Here's one area that I would LOVE to see this technology utilized for. And I understand I'm standing on dangerous grounds here, since, while not limited to digital, the usefulness of what I propose really only applies to the digital world.

So, you know how many Hasselblad (and other 6x6 MF) shooters are really hoping for (but may never get) a full-size 56mm x 56mm sensor medium format digital camera with which to use their legacy Hasselblad/Zeiss lenses? Again, they'll probably never get one since a square digital sensor would be a very niche market in an already niche digital MF world.

What that means is that the legacy Zeiss glass can only be used cropped on a 645 and smaller sensors.

However, let's say that in the future, we will have (1) mirrorless digital MF cameras. You can substitute this relatively easily today because we already have digital MF backs that can be attached to any box.
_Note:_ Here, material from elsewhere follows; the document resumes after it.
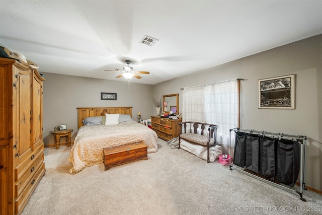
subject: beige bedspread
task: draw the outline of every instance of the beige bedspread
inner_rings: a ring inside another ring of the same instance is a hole
[[[84,125],[79,128],[69,154],[70,173],[103,162],[103,149],[143,140],[148,153],[157,151],[157,136],[152,129],[135,121],[118,125]]]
Hartblei's H-cam comes to mind. Let's say that then there is (2) an adapter exactly like this for MF that will concentrate the image circle by 1.5x.
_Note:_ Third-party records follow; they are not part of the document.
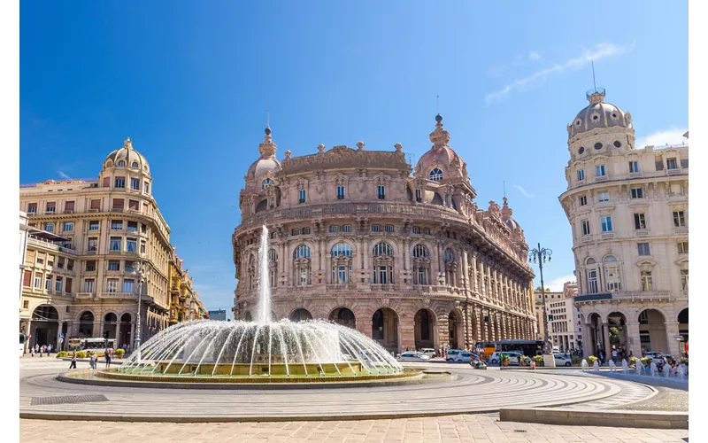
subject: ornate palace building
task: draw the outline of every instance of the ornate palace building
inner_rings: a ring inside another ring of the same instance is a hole
[[[689,339],[689,146],[637,148],[629,113],[606,103],[604,89],[587,97],[568,125],[559,197],[573,229],[583,351],[678,357]]]
[[[117,338],[133,347],[141,260],[141,338],[167,326],[170,228],[152,196],[150,165],[130,139],[98,178],[20,185],[30,230],[22,268],[19,330],[30,346],[69,338]]]
[[[255,315],[266,225],[274,318],[329,319],[390,351],[534,338],[523,229],[506,198],[478,209],[466,164],[435,120],[412,175],[400,144],[320,144],[279,161],[266,128],[232,240],[235,318]]]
Then, you could have a digital MF sensor like one used in CFV-16 (37mm x 37mm) and use a legacy Hassie lens on it as it was originally intended without any crop factor, and with the same DoF. I.e., e.g., Zeiss Planar 110mm F2.0 will act like a 73mm F1.4 lens on a CFV-16, effectively giving you the same FOV/DOF as the lens would give you if you shot it with a 56mm x 56mm sensor. Of course, this could be applied to any of the larger digital MF sensors (full size 645) too, and a legacy square lover would just crop to square.

More intriguingly, if you consider that many of the Zeiss lenses have an image circle that is comfortably larger than that required to cover 56mm x 56mm (that's why you can use them with a Flexbody), it is possible that such an adapter used with legacy lens will cover a fullsize 645 sensor and give you, in this case, an even wider FOV and even shallower DoF than they were originally designed to on traditional 6x6 film.

I bet legacy Hassie users (and many others) would be very, very, very happy to shell out $600 or even $1600 for such an adapter (again, provided there's a mirrorless MF digital body with which to use it).

I'm of the camp that thinks ALL digital cameras of the future will/should become mirror less, so I'm very intrigued by this idea.